1.近頃、働き方改革やテレワークの推進などを背景として、社員を外注先に切り替える会社が増えているようです。

社員から外注先に切り替えれば、会社にとって負担の大きい社会保険料が軽減されます。

 

また消費税の計算上、給与には消費税が含まれませんが、外注費には消費税が含まれますので、納付する消費税を軽減することができます。(消費税法の改正により免税事業者については今後異なる可能性があります。)

2.ただし給与(給与所得)を外注費(事業所得)とするには、雇用契約から請負契約へ変更する必要があります。

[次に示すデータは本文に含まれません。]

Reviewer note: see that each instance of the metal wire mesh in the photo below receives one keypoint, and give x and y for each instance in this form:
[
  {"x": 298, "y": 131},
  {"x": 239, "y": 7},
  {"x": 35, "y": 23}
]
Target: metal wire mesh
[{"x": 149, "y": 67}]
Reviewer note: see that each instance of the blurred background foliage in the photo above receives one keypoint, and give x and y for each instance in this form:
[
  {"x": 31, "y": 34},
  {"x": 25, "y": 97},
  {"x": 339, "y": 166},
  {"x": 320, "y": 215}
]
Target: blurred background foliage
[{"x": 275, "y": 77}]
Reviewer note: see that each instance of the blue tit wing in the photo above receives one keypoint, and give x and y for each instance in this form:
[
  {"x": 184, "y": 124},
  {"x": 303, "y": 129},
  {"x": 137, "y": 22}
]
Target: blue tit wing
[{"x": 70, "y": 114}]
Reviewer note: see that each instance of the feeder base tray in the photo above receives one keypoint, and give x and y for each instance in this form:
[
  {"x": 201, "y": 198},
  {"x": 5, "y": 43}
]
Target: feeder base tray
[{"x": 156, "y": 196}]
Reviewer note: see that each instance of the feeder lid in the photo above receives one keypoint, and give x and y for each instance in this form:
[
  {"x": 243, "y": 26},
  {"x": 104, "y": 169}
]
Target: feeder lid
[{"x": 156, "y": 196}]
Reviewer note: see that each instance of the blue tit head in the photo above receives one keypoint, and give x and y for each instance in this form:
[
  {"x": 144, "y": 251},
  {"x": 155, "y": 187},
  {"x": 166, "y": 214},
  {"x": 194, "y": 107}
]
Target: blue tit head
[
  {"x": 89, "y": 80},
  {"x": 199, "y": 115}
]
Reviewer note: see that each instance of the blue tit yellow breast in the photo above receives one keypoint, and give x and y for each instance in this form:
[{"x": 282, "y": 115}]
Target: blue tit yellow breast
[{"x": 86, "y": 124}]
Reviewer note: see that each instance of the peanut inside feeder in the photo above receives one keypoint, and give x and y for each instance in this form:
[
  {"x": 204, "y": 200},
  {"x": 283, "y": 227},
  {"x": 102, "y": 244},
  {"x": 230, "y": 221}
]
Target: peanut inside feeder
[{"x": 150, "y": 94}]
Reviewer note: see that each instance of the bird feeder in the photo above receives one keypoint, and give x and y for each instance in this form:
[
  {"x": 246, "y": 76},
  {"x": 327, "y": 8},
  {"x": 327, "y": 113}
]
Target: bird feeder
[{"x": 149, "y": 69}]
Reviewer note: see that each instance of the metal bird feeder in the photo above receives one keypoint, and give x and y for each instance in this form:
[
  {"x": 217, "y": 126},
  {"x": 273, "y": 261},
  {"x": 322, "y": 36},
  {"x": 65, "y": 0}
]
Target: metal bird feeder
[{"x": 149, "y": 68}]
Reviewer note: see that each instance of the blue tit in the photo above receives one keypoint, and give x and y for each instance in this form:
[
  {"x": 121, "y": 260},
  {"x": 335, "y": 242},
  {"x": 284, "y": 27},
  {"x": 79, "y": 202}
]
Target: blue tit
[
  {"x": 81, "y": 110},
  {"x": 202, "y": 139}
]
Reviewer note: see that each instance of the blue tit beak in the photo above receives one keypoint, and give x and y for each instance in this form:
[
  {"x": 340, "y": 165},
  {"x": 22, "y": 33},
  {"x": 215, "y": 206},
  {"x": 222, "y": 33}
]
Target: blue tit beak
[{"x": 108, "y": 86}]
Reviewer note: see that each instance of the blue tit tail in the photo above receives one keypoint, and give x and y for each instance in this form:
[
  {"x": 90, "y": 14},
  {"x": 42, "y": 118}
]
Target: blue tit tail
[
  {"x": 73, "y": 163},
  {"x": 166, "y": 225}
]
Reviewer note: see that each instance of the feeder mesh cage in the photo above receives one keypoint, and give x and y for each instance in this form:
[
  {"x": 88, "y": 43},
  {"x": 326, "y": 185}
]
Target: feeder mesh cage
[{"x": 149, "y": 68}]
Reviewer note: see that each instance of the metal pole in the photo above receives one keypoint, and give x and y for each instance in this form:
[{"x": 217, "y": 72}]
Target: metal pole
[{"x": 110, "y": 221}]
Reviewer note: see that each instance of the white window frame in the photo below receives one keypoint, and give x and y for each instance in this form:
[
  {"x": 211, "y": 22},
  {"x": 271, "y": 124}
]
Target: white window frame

民法上「雇用」とは、当事者の一方が相手方に対して労働に従事することを約し、相手方がこれに対して報酬を与えることを約するもの、「請負」とは、当事者の一方がある仕事を完成することを約し、相手方がその仕事の結果に対してその報酬を支払うことを約するものとされています。

給与所得とは雇用契約又はこれに準ずる契約等に基づき、雇用主の指揮命令に服して提供した役務の対価をいい、拘束された時間に対する弁償といえるものです。

 

一方事業所得とは自己の計算と危険において独立して営まれ、営利性、有償性を有し、かつ反復継続して遂行する意思と社会的地位とが客観的に認められる業務から生ずる所得とされています。

3.実務上は給与所得か事業所得かについて契約によって判定できない場合は次のような事項をもとに判断されます。

 

 

  1. 他人が代替して業務を遂行すること又は役務を提供することが認められるかどうか。
  2. 報酬の支払者から作業時間を指定される、報酬が時間を単位として計算されるなど時間的な拘束(業務の性質上当然に存在する拘束を除く。)を受けるかどうか。
  3. 作業の具体的な内容や方法について報酬の支払者から指揮監督(業務の性質上当然に存在する指揮監督を除く。)を受けるかどうか。
  4. まだ引渡しを了しない完成品が不可抗力のため滅失するなどした場合において、自らの権利としてすでに遂行した業務又は提供した役務に係る報酬の支払いを請求できるかどうか。
  5. 材料又は用具等(くぎ材等の軽微な材料や電動の手持ち工具程度の用具等を除く。)を報酬の支払者から供与されているかどうか。

以上の判断項目をもとに、最終的には事例に応じて総合勘案して判定する必要があります。